Which is why I appreciate the tireless work of the Berkman Center for Internet and Society in all this; John Palfrey, and, more recently, Urs Gasser, do a great job there. Which is why I look up to people like Charlie Nesson and Jonathan Zittrain and Larry Lessig as they strive to make sure that the law cannot be confused with genus Equus subgenus Asinus, and that due democratic process is followed when new laws are constructed. Which is why I appreciate the time that people like Doc Searls and Cory Doctorow spend on this. Which is why I appreciate the work of the Electronic Frontier Foundation; of the Open Rights Group; of Creative Commons; of the Web Science Trust, particularly for their work on open data. People in all these places have somehow found the time and the motivation to devote to this cause. I am privileged to count many of them amongst my friends, too many to list here. You know who you are. Thank you.

You see, it’s not really about Wikileaks.

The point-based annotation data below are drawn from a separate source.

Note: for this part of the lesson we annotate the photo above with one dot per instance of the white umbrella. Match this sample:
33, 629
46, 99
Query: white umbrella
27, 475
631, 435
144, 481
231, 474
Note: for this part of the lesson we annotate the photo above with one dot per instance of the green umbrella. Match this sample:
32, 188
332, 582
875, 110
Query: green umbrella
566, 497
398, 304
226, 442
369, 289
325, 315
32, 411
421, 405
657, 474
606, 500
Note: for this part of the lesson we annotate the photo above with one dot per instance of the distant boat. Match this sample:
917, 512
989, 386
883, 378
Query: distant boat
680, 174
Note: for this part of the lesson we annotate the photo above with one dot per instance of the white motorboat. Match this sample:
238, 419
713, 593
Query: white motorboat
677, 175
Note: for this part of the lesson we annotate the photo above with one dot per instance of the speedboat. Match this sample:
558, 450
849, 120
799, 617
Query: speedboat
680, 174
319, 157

Artificial scarcities will continue to be met by artificial abundances. There will be many more Wikileaks. In many places. At the same time. And some of them will be very damaging. Which is not a good thing. But. There is a right way to stop it. It’s called the democratic process.

The internet is about sharing. It’s about making it easier to copy things and to move them around, to publish at scale. It’s about making it easier for Linus’s Law: Given enough eyeballs, all bugs are shallow. It’s about the power of democratised access. Access to publishing. Access to editing, to changing. Access to reading. Access to community skills and talent.

The internet makes it possible for us to do things we could never do before, like the World Wide Web itself. Like Wikipedia. Like Craigslist. Like being able to listen to “A symposium on Wikileaks and Internet Freedom” live yesterday at the Personal Democracy Forum, as thousands of us were able to do yesterday.

The internet is capable of transforming lives at the edge, making radical impacts on education, on healthcare, even on government. Of course the internet is dependent on all of us having ubiquitous affordable connectivity, something I continue to be optimistic about. It will happen. Perhaps not in the way we thought it would. But it will happen. And there won’t be a digital divide. Because that too would be an artificial scarcity….

Steve Winwood, when he penned Sea of Joy, also had these words to say in the song:

Having trouble coming through,
Through this concrete, blocks my view
And it’s all because of you.

All because of you. The “you” in that phrase is us. We have a responsibility to future generations that the internet is governed the right way, that the right laws are formulated and promulgated, that the right process is followed.

Because there are generations to come….

Waiting in their boats to set sail, Sea of Joy.